For anyone looking to improve themselves as a financial planner, or become more intelligent in general, my number one recommendation would be to read. More specifically, read books.
Josh Brown recently had a post on “Tips for Savvier Consumption of Financial Media” where he wrote the following:
Shane Parrish has noted that reading is the number one priority for Warren Buffett and Charlie Munger, chairman and vice-chairman at Berkshire Hathaway:
Warren Buffett says, “I just sit in my office and read all day.”
“You could hardly find a partnership in which two people settle on reading more hours of the day than in ours,” Charlie Munger commented.
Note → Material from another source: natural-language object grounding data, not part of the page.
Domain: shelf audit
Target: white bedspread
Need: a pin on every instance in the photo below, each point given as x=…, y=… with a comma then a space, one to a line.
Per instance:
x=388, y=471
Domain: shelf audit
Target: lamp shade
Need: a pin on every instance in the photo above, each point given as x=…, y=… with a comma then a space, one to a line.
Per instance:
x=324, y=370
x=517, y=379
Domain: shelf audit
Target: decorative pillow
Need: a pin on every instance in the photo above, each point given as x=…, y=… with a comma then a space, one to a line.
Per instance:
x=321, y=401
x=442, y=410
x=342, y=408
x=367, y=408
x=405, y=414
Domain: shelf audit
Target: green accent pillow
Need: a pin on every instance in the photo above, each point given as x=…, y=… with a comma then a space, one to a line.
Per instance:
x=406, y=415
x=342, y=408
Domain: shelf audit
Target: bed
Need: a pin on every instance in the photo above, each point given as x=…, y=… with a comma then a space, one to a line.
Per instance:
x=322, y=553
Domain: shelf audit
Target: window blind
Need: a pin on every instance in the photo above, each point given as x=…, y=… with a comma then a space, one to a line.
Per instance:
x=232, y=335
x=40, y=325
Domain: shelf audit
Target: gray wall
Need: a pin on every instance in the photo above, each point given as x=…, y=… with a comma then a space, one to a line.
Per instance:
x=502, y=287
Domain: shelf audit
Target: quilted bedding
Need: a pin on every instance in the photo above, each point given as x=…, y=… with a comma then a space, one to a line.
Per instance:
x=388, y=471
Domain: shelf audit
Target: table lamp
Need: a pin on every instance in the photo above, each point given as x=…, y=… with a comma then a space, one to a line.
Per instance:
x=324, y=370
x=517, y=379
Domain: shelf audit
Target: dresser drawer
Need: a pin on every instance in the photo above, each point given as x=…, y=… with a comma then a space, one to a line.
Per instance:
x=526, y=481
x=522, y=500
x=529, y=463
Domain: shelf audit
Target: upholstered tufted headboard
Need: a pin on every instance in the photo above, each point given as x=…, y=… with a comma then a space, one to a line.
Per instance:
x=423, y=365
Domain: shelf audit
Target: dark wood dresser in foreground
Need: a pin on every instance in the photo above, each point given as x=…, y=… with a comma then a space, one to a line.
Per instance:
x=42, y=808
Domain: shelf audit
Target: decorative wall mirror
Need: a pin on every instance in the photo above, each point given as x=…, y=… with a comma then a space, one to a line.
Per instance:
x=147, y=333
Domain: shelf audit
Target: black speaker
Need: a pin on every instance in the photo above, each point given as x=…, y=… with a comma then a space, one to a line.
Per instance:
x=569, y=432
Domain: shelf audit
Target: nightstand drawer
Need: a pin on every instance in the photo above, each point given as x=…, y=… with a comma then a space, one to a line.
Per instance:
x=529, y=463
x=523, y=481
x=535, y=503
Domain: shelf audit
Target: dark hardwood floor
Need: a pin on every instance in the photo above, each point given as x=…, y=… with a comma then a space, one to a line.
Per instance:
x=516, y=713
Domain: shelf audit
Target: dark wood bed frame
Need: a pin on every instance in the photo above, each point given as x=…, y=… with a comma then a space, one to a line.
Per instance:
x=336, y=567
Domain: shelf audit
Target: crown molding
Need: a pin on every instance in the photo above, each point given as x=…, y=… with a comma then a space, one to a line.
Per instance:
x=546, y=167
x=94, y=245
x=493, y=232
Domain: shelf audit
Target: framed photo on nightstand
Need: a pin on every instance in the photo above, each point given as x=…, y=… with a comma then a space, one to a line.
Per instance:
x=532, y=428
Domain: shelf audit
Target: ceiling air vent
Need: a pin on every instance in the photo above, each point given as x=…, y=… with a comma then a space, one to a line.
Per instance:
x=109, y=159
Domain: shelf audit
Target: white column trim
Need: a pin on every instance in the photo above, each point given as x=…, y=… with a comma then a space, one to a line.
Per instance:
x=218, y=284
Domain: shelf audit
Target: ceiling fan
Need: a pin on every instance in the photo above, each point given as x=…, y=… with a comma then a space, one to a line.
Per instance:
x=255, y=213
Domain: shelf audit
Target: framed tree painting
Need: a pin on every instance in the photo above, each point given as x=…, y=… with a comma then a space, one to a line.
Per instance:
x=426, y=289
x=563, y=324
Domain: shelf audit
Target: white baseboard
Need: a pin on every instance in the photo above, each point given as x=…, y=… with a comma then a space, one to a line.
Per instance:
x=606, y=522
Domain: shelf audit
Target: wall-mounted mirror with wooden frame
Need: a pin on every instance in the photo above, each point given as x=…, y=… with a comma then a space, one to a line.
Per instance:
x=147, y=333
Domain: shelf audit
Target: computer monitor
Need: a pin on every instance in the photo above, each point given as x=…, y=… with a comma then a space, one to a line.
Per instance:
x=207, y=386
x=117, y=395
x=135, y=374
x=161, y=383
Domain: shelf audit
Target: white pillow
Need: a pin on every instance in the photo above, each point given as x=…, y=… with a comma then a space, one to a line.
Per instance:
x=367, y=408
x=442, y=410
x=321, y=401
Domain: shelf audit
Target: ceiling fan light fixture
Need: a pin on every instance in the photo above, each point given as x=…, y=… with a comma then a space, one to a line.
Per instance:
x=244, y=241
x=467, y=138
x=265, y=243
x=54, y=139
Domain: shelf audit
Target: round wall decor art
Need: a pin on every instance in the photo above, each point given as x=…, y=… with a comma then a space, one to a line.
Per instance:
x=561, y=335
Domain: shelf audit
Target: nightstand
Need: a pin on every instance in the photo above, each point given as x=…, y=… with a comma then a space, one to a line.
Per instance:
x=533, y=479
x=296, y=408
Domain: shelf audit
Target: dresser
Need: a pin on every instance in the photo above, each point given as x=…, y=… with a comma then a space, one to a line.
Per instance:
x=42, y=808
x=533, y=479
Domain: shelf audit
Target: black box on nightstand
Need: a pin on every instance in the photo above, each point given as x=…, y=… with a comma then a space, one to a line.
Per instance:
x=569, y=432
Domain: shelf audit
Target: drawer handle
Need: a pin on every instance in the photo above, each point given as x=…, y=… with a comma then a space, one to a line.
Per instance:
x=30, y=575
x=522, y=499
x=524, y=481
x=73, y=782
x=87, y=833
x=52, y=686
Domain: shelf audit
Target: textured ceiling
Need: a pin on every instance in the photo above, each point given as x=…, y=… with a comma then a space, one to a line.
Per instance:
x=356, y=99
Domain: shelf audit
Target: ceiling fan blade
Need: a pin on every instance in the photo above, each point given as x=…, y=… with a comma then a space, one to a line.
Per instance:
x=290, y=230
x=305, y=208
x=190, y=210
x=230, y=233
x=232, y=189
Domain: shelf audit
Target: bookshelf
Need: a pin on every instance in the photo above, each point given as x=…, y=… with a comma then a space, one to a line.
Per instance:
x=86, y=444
Munger adds: “We read a lot. I don’t know anyone who’s wise who doesn't read a lot.”
Warren Buffett on Charlie Munger:
“And Charlie—his children call him a book with legs.”
During the summer between my junior and senior year of college, I made a specific decision to start reading more. Now I read all the time. It is a large part of who I am and a huge influence on my life. I read more than 70 books last year, and I was busy much of the year studying for the CERTIFIED FINANCIAL PLANNER™ examination. In the month of December, after the exam was over, I read 24 books. My average month consists of reading between 5 and 10 books. I read about everything, including both fiction and nonfiction on business, investing, science, history, art, medicine, technology, nature, biographies, and more.
This is not to emphasize quantity over quality. Rather, it speaks to how addictive reading can become. I love reading. Although I started out with the purpose of gaining knowledge, I quickly found it to be enjoyable too. Learning becomes a byproduct of reading.
There is no doubt in my mind the biggest influence on my professional development has been reading. The benefits consist of more than just understanding the technical content. I think reading has made me a more sociable person. This may seem counterintuitive because people often envision those who read a lot as being shy. However, since I read about so many topics, I can talk with a wide variety of people about a wide variety of subjects. In addition, when two people have read the same book, it is remarkable the connection and rapport it creates.
To aspiring financial planners and young people in general, my advice would be straightforward: read all the time. Not only will you learn a lot, but you will find it entertaining as well.